The young winger tucked the ball close to his boot, driving infield onto his left, his movements tight, sharp, weaving between Rice and Calafiori’s reach.
Then, in a flash, he cut outward again, dragging the ball back toward the right, thinking he’d bought himself enough room, but he hadn’t.
Calafiori came sliding in, timing it perfectly, grass spraying from under his boot as he clipped the ball out for a throw.
The Italian jumped straight back to his feet, fist clenched as he immediately searched for a man to mark.
Koundé rushed to take the throw, glancing down the line.
He searched for options, Pedri, Ferran and De Jong, but they were all marked, red shirts smothering every lane, every pass.
The frustration on his face was visible even from the stands.
"Barcelona look suffocated here," Tyler exclaimed, voice tight with disbelief.
"There’s no space, no breath for them!"
With no options, Koundé launched it long toward Raphinha, who had dropped deep near the Arsenal box.
The Brazilian turned, catching it well and then snapping a left-footed shot on the half-volley, but Raya was already moving.
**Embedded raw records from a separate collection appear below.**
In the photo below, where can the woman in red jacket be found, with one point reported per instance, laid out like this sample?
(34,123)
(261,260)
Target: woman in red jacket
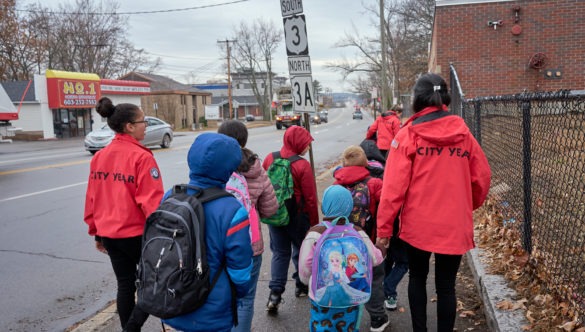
(124,188)
(436,175)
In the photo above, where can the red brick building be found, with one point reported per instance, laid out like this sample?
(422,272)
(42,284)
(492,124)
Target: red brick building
(503,47)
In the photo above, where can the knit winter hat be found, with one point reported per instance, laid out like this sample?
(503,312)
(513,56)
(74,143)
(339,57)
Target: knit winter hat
(337,202)
(354,155)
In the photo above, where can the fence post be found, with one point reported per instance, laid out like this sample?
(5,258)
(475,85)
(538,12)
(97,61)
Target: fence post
(527,174)
(478,121)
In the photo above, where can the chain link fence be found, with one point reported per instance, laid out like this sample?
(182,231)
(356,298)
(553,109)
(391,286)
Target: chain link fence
(535,144)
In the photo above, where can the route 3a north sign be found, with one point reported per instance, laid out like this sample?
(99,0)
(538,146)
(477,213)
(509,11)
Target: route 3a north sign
(295,35)
(302,92)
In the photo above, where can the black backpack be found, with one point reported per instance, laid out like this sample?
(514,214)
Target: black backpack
(173,274)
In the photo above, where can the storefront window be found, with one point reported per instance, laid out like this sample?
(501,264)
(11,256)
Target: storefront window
(71,122)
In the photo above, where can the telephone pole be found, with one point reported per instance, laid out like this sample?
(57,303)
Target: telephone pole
(227,42)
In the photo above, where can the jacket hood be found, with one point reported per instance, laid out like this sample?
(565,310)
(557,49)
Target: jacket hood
(372,151)
(254,171)
(295,140)
(212,158)
(444,131)
(350,174)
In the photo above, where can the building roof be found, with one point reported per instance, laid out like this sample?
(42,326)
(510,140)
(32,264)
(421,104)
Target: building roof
(159,83)
(15,90)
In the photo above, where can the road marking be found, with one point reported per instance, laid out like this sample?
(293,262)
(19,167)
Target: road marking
(40,158)
(15,171)
(42,191)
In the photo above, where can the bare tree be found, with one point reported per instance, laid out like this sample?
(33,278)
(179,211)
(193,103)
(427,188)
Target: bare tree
(86,36)
(252,55)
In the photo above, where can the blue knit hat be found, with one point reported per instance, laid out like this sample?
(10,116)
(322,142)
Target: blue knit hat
(337,202)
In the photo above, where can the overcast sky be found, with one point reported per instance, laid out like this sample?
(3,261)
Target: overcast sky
(187,40)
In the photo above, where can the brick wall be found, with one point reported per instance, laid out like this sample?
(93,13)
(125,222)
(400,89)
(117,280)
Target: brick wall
(495,61)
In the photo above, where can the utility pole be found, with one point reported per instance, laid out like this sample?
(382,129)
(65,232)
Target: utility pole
(227,42)
(384,80)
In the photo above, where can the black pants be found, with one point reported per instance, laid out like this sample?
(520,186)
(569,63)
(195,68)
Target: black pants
(124,255)
(446,267)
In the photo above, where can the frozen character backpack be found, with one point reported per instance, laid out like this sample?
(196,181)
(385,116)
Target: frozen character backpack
(342,267)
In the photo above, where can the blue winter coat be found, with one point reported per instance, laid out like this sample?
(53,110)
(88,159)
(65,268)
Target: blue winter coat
(212,158)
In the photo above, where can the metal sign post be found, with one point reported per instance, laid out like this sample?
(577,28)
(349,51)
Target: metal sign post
(299,62)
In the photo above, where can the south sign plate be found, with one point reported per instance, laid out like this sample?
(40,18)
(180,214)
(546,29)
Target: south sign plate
(291,7)
(302,91)
(295,35)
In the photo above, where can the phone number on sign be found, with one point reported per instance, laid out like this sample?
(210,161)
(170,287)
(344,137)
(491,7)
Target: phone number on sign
(77,102)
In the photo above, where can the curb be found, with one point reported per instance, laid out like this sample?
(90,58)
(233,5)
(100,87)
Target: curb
(101,319)
(492,289)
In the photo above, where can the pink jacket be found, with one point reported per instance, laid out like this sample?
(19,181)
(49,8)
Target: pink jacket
(262,197)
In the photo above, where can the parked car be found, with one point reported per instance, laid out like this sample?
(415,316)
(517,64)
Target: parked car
(287,119)
(158,132)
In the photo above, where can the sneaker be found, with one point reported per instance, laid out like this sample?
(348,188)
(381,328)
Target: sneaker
(378,324)
(274,301)
(390,303)
(301,291)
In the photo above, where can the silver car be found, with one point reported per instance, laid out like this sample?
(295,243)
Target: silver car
(158,132)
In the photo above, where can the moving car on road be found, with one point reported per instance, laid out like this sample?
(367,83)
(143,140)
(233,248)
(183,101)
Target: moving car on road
(158,132)
(287,119)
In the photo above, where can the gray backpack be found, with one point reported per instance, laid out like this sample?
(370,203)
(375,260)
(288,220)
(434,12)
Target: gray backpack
(173,274)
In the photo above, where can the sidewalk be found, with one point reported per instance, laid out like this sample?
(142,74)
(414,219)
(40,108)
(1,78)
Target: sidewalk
(294,312)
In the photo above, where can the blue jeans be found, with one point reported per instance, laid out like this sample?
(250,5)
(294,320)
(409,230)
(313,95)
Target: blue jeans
(285,243)
(246,304)
(396,266)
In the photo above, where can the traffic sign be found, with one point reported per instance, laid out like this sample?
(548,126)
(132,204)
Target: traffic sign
(295,35)
(303,96)
(291,7)
(299,65)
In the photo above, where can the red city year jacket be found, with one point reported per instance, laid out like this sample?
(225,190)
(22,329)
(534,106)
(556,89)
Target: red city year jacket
(123,189)
(386,126)
(438,174)
(351,174)
(295,140)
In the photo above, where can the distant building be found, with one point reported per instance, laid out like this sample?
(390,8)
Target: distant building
(244,101)
(61,104)
(179,104)
(503,47)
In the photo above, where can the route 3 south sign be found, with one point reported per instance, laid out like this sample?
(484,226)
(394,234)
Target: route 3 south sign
(295,35)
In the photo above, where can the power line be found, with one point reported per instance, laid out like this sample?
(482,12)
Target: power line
(134,13)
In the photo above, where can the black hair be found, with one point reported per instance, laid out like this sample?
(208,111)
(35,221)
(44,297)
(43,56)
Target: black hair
(430,90)
(118,116)
(235,129)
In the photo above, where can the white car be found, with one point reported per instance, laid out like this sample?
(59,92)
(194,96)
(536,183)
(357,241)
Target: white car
(158,132)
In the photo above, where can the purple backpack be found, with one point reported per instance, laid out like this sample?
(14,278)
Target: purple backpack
(342,267)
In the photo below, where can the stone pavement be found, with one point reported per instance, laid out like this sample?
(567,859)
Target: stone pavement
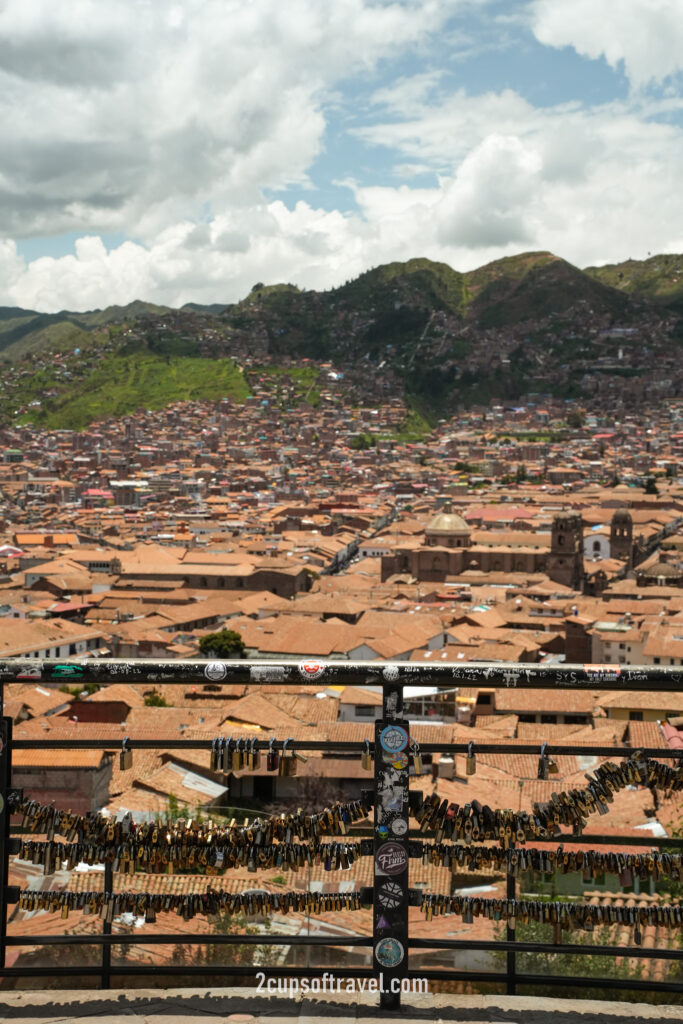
(244,1006)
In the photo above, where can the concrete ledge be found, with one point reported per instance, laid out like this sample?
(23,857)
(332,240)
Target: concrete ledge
(245,1006)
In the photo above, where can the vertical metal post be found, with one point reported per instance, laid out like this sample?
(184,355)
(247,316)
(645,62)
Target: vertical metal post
(105,978)
(5,781)
(391,843)
(511,936)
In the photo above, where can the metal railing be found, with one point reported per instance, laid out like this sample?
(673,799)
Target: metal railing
(390,941)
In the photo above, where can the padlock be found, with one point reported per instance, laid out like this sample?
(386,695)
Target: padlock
(288,760)
(126,756)
(272,757)
(283,767)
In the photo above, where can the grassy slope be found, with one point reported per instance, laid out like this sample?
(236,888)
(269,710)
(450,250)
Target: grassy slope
(658,279)
(124,384)
(60,336)
(24,332)
(536,285)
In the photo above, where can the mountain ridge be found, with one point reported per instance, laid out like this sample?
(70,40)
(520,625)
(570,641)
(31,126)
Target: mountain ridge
(442,338)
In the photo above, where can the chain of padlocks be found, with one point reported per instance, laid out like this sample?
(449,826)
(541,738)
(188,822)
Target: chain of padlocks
(187,845)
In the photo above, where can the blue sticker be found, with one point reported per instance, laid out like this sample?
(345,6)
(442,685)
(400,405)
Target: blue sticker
(389,952)
(393,739)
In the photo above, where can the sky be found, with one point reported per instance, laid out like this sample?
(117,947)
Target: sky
(183,152)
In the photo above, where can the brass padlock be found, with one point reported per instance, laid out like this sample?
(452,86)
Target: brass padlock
(227,755)
(272,757)
(287,760)
(126,756)
(254,756)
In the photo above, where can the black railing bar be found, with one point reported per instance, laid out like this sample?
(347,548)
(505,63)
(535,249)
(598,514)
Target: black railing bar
(316,972)
(186,970)
(173,938)
(542,979)
(548,947)
(288,673)
(174,743)
(562,840)
(314,940)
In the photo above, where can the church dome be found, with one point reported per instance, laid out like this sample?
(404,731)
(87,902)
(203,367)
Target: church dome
(447,522)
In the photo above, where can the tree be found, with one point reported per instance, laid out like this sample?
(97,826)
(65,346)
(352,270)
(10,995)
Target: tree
(223,644)
(156,699)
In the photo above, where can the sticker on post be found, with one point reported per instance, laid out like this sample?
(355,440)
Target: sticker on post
(393,739)
(390,895)
(398,761)
(391,858)
(215,671)
(310,669)
(389,952)
(267,673)
(603,673)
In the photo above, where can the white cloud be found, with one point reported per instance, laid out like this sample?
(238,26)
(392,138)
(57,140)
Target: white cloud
(169,122)
(645,35)
(132,116)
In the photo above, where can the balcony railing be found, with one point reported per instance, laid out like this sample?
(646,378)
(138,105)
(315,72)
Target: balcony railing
(390,840)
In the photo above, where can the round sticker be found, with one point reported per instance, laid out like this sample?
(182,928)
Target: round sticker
(391,858)
(215,671)
(310,669)
(389,952)
(393,739)
(390,895)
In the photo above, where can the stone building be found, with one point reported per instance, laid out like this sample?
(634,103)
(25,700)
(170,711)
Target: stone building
(565,562)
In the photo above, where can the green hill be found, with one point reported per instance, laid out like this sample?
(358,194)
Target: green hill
(658,280)
(534,286)
(123,384)
(431,330)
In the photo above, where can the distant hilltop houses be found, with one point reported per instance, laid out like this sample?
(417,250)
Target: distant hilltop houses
(324,519)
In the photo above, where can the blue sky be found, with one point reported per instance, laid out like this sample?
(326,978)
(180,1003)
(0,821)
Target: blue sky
(178,152)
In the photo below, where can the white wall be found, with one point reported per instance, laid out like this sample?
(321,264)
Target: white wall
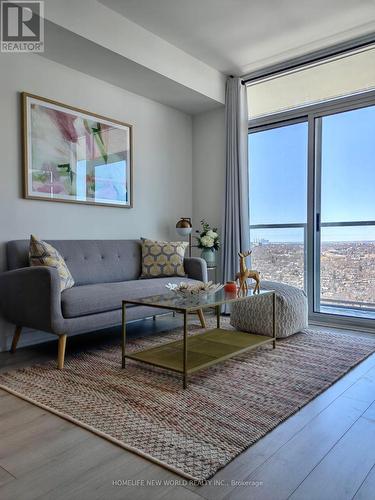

The Arsenal keeper dove low, glove snapping out to meet it with a dull thud as the rebound spilt, and there was Ferran Torres striking again, but Raya threw out his left hand this time, somehow parrying it away with catlike reflexes.
"Double save! Raya refuses to give in!"Drury’s voice climbed with the chaos.
The ball spilt again, rolling for an owner, and it found Saka, tracking back deep into his own half.
The latter pounced on the loose ball, hammering it clear upfield without aim, but two figures broke from the halfway line at full speed: Alejandro Balde and Izan Miura.